This means some writes were lost to the device, and it's usually a fatal error.

 

 

There are still frequent ATA errors on that device, as warned above link resets can lead to lost writes and fs corruption.

 

Jul  2 12:18:42 mitchsserver kernel: ata5.00: exception Emask 0x50 SAct 0x1000000 SErr 0x30802 action 0xe frozen
Jul  2 12:18:42 mitchsserver kernel: ata5.00: irq_stat 0x00400000, PHY RDY changed
Jul  2 12:18:42 mitchsserver kernel: ata5: SError: { RecovComm HostInt PHYRdyChg PHYInt }
Jul  2 12:18:42 mitchsserver kernel: ata5.00: failed command: READ FPDMA QUEUED
Jul  2 12:18:42 mitchsserver kernel: ata5.00: cmd 60/08:c0:40:10:00/00:00:00:00:00/40 tag 24 ncq dma 4096 in
Jul  2 12:18:42 mitchsserver kernel:         res 40/00:c4:40:10:00/00:00:00:00:00/40 Emask 0x50 (ATA bus error)
Jul  2 12:18:42 mitchsserver kernel: ata5.00: status: { DRDY }
Jul  2 12:18:42 mitchsserver kernel: ata5: hard resetting link

 

Link to comment

@JorgeB

so does that mean its un mountable?  as the commands to for a mount in read only does nothing...

 

does it say  from that ata info    if its the hard drive? it passes smart ..    is it cuz im running btrfs?  

 

what link resets  can lead to lost writes..

 

 

so whats common issue?  those errors..  can it be unraid  memory problem..  is it say   "ata5"   cable number 5?  although its a 4 bay hotswap.. maybe backplain?

 

i guess i should have taken a sys log before i rebooted... it was up for 12 days...  would been better?  is it better to switch to XFS  or would this happen to XFS  or switch to NTFS  as just a download pool drive as i learned from the discord...  that you unraid recommends using  XFS for a single drive not the BTRFS  they default.. something with errors btrfs  causes for cache pools. i dunno 😞

 

maybe time to replace the 4 bay server maybe?

Edited by comet424
Link to comment
7 minutes ago, comet424 said:

as the commands to for a mount in read only does nothing...
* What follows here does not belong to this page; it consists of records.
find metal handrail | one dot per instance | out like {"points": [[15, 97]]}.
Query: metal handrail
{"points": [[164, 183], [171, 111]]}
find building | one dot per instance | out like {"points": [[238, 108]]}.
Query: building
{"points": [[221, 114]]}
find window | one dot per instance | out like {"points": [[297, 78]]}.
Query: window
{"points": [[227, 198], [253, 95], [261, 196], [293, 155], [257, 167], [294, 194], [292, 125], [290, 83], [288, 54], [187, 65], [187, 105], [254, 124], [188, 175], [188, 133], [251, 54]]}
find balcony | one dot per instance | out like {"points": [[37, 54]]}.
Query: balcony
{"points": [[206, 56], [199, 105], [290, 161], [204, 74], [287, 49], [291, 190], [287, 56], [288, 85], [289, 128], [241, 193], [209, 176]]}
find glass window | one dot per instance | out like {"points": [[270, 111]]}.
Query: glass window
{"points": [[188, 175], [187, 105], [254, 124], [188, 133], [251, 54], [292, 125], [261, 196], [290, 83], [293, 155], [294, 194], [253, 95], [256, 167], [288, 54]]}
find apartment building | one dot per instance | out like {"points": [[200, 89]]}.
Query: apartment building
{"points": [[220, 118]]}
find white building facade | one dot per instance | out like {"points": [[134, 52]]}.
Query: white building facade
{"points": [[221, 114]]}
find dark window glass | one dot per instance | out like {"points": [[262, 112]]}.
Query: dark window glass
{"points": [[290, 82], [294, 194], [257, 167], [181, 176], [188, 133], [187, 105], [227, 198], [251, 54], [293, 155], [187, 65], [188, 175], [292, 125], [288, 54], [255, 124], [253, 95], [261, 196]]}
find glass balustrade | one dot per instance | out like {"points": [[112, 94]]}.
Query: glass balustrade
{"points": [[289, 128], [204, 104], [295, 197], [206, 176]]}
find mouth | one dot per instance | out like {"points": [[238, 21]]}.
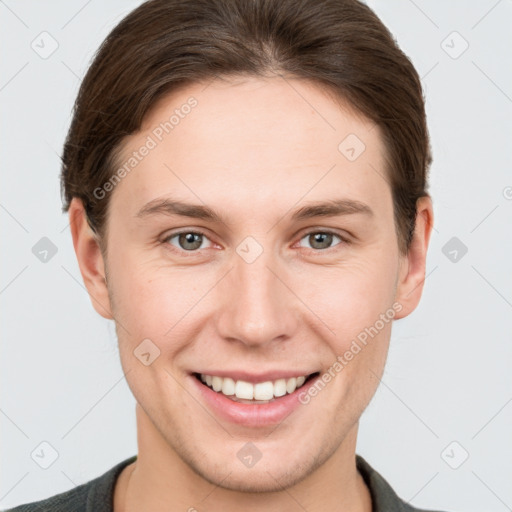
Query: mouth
{"points": [[254, 393]]}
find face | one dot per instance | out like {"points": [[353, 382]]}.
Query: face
{"points": [[252, 244]]}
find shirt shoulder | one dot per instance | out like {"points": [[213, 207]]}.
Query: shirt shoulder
{"points": [[97, 495], [384, 498]]}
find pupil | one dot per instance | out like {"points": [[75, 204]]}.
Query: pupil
{"points": [[190, 238], [322, 238]]}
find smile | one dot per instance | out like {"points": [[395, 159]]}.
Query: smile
{"points": [[253, 393]]}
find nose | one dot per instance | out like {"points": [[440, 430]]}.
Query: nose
{"points": [[256, 305]]}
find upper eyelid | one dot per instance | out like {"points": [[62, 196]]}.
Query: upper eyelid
{"points": [[344, 239]]}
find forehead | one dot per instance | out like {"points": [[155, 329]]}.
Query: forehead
{"points": [[249, 141]]}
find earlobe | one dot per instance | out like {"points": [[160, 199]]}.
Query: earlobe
{"points": [[413, 264], [90, 259]]}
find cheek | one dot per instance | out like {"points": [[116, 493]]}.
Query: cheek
{"points": [[350, 297]]}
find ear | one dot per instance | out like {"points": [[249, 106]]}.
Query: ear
{"points": [[90, 259], [412, 265]]}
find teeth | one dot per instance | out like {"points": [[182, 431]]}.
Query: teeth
{"points": [[262, 391]]}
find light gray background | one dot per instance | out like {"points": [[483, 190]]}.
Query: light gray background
{"points": [[448, 373]]}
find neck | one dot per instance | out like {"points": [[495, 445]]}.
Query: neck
{"points": [[160, 480]]}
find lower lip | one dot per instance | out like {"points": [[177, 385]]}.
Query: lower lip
{"points": [[249, 415]]}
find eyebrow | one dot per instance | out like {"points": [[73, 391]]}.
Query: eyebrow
{"points": [[330, 208]]}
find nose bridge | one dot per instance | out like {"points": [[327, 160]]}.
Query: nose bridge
{"points": [[257, 308]]}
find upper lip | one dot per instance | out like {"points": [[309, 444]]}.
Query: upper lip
{"points": [[257, 377]]}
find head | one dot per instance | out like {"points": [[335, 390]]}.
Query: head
{"points": [[247, 190]]}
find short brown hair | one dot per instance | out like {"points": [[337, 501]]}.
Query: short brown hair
{"points": [[166, 44]]}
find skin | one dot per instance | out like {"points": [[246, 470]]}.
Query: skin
{"points": [[254, 151]]}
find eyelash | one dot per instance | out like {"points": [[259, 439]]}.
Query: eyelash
{"points": [[344, 241]]}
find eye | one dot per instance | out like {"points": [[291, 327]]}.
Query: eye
{"points": [[321, 240], [187, 240]]}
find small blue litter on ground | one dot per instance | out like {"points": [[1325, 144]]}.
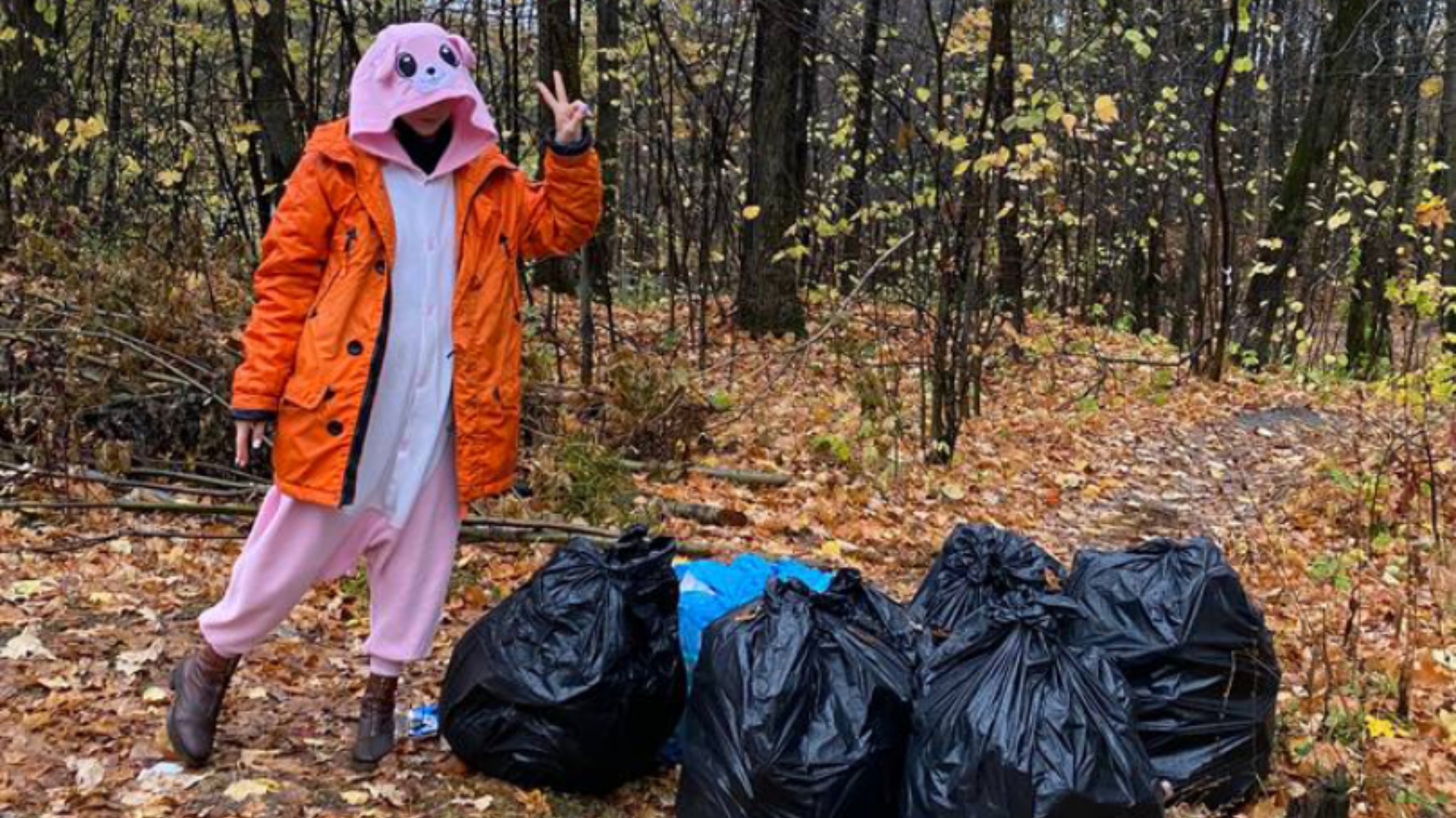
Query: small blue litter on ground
{"points": [[422, 721]]}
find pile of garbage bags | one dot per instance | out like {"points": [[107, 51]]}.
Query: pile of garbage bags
{"points": [[801, 707], [576, 680], [1006, 689], [1197, 655], [708, 590]]}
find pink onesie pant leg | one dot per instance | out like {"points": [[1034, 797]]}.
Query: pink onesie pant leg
{"points": [[289, 547], [410, 575]]}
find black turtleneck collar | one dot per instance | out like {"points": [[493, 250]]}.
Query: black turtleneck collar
{"points": [[424, 152]]}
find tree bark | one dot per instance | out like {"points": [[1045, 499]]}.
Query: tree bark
{"points": [[1367, 324], [856, 191], [767, 286], [1011, 275], [274, 92], [1446, 183], [1324, 120], [598, 271], [560, 52]]}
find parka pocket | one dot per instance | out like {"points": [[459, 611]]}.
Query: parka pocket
{"points": [[303, 395]]}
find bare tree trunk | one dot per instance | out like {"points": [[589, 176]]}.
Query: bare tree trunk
{"points": [[28, 85], [1367, 325], [560, 52], [273, 93], [767, 286], [1324, 120], [1446, 183], [598, 270], [1011, 275], [858, 186]]}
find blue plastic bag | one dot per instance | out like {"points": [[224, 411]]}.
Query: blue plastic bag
{"points": [[708, 590]]}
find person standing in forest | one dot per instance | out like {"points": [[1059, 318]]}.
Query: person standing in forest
{"points": [[386, 345]]}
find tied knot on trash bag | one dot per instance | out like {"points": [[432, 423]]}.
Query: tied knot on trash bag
{"points": [[1014, 721], [1199, 660], [576, 680], [981, 563], [801, 707]]}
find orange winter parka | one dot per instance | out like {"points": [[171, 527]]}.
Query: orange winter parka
{"points": [[316, 338]]}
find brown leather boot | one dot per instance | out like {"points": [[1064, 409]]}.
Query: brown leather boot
{"points": [[375, 737], [199, 685]]}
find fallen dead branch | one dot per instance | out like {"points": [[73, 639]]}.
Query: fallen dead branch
{"points": [[745, 476]]}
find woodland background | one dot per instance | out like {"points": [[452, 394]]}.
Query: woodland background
{"points": [[1088, 268]]}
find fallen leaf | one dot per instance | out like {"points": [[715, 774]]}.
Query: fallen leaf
{"points": [[22, 590], [1379, 728], [243, 789], [25, 647], [89, 772], [130, 663]]}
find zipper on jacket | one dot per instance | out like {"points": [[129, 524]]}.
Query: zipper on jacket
{"points": [[367, 406]]}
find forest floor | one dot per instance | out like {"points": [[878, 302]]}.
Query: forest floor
{"points": [[1074, 449]]}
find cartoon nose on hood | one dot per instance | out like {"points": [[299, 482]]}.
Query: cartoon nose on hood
{"points": [[410, 67]]}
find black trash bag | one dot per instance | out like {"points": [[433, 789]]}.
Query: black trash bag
{"points": [[576, 680], [801, 707], [979, 563], [1012, 721], [1197, 657]]}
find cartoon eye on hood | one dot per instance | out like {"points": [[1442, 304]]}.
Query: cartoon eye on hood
{"points": [[413, 66]]}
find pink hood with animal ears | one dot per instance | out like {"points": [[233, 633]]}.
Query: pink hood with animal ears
{"points": [[413, 66]]}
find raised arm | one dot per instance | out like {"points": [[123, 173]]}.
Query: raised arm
{"points": [[563, 208]]}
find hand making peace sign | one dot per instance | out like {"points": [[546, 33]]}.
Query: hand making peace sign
{"points": [[570, 115]]}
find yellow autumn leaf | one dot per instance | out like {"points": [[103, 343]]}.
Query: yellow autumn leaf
{"points": [[243, 789], [1433, 213], [1379, 728]]}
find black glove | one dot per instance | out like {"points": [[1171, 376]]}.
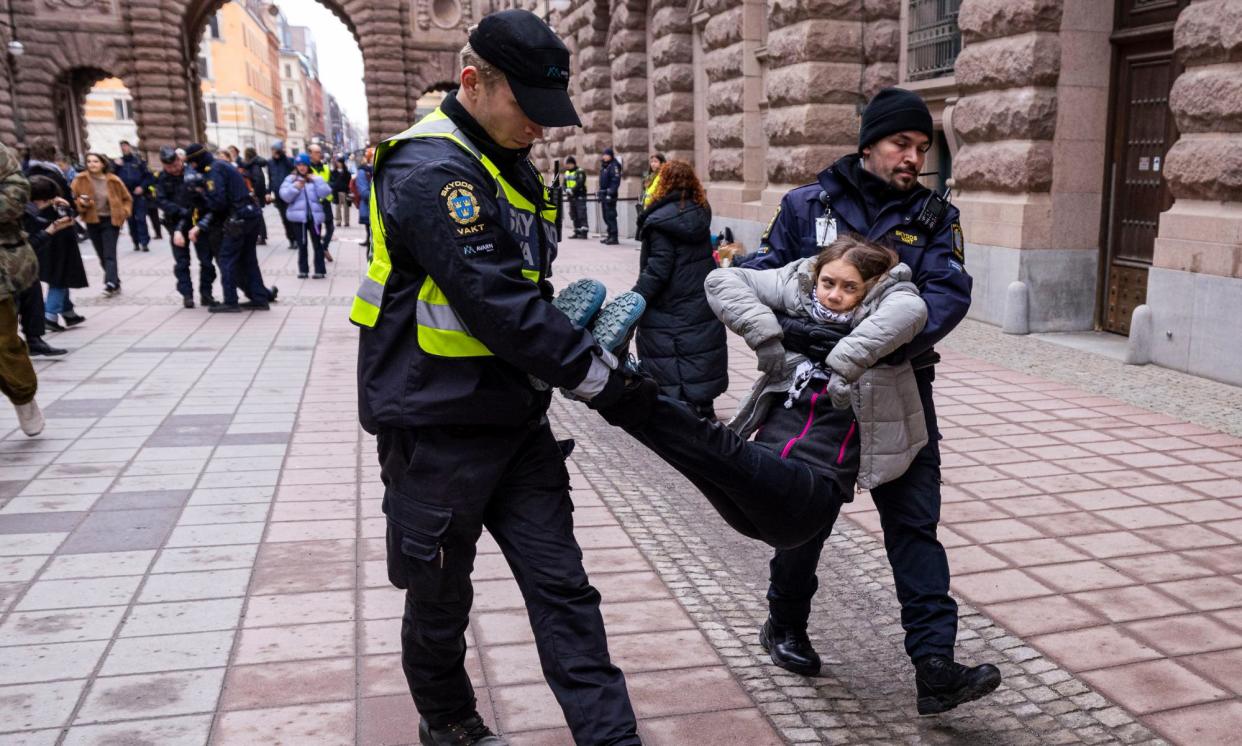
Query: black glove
{"points": [[809, 338], [626, 400]]}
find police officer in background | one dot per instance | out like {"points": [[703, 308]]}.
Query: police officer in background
{"points": [[226, 205], [610, 185], [455, 322], [319, 168], [278, 166], [575, 188], [176, 200], [876, 194]]}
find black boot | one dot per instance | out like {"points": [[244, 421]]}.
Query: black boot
{"points": [[37, 346], [790, 649], [944, 684], [468, 732], [626, 402]]}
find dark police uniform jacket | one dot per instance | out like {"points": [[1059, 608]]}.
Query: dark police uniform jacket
{"points": [[175, 201], [478, 267], [937, 257], [225, 196]]}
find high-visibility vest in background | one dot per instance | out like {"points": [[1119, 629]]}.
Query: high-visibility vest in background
{"points": [[440, 329], [648, 195], [324, 173]]}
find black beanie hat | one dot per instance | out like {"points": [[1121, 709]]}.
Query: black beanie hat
{"points": [[892, 111], [198, 154]]}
Like mentioned it's fatal, you can use btrfs restore to try and recover some data but the fs will need to be destroyed and re-created.

 

8 minutes ago, comet424 said:

does it say  from that ata info    if its the hard drive? it passes smart ..    is it cuz im running btrfs?  

 

what link resets  can lead to lost writes..

Those ATA errors a usually a power/connection problem, and they are not caused by btrfs, but because btrfs is COW if writes barriers are not being honored and some writes are lost it's a big problem.

 

10 minutes ago, comet424 said:

is it say   "ata5"   cable number 5? 

ATA5 is the WD 2TB disk.

 

The correct fix would be to get rid of those errors, but if you cannot switch to a more forgiving filesystem.

Link to comment

ah  ok ya that restore doesnt work  least it doesnt work now  i rebooted again and says

er:~# mount -o degraded,rescue=all,ro /dev/sde1 /mnt/user/restore
mount: /mnt/user/restore: wrong fs type, bad option, bad superblock on /dev/sde1, missing codepage or helper program, or other error.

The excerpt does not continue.